A message from SAFN President Janet Chrzan:
I hope you are all getting very excited about the upcoming meeting in New Orleans… I know I am. We’ve had a few messages go out about the SAFN events and sessions, and invite everyone to come to the 2010 Distinguished Speaker talk and SAFN business meeting, which will occur on Friday evening November 19 from 6 pm until 7:30 pm, to be followed immediately by a joint reception with Culture and Agriculture and Anthropology and the Environment.

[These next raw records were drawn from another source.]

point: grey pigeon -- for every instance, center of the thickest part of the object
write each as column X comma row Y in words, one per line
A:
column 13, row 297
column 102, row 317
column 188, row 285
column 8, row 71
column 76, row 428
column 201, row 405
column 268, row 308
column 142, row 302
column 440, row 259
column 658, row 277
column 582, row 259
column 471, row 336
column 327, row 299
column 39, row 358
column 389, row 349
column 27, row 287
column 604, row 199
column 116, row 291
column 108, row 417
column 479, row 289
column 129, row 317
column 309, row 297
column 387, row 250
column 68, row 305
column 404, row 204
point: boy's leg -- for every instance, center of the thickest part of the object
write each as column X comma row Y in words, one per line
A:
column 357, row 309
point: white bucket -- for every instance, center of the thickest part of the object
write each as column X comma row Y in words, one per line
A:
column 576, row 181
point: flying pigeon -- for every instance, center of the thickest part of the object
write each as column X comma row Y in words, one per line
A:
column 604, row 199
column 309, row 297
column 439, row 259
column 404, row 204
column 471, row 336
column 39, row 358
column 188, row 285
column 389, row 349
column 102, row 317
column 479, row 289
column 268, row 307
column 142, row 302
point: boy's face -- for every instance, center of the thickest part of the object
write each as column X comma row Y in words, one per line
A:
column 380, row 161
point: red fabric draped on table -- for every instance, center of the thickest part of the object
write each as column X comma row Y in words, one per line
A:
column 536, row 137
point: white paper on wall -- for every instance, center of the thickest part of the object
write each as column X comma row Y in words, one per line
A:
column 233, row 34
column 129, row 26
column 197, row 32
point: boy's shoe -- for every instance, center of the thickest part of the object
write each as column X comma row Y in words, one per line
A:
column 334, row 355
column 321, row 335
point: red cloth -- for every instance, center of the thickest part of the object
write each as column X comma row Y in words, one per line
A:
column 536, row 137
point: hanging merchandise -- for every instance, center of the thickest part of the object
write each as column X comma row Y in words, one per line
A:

We are delighted to announce that our Distinguished Speaker for 2010 will be Carole Counihan, Professor of Anthropology at Millersville University in Pennsylvania. This award is long overdue since Dr. Counihan has been a pioneer in the Anthropology of Food and the rise of Food Studies. For over two decades, Dr. Counihan has been active in anthropology, gender, and food studies and has conducted ethnographic research in Sardinia and Florence, as well as in the United States. She is author of Around the Tuscan Table: Food, Family and Gender in Twentieth Century Florence (2004) and The Anthropology of Food and Body: Gender, Meaning and Power (1999). She is editor of Food in the USA: A Reader (2002) and co-editor (with Penny Van Esterik) of the second edition of Food and Culture: A Reader (2007).
At our Business Meeting in New Orleans, Dr. Counihan will deliver a talk entitled Inside/Outside: Food in Anthropology. She has provided this tantalizing abstract:
“This presentation explores diverse issues in food anthropology by playing with the concepts of inside and outside and the moving and melding between them. Food passes in and out of the body; it crosses from private to public and vice versa; it involves ideas inside the head and behaviors out in the world; its practice ranges from contemplation in the office to activism in the streets. Drawing from past ethnographic research on women’s food-centered life histories in Tuscany and Colorado and current research on food activism in Italy, I will suggest some ways the concepts of inside and outside might generate ideas about food, gender, power, and culture.”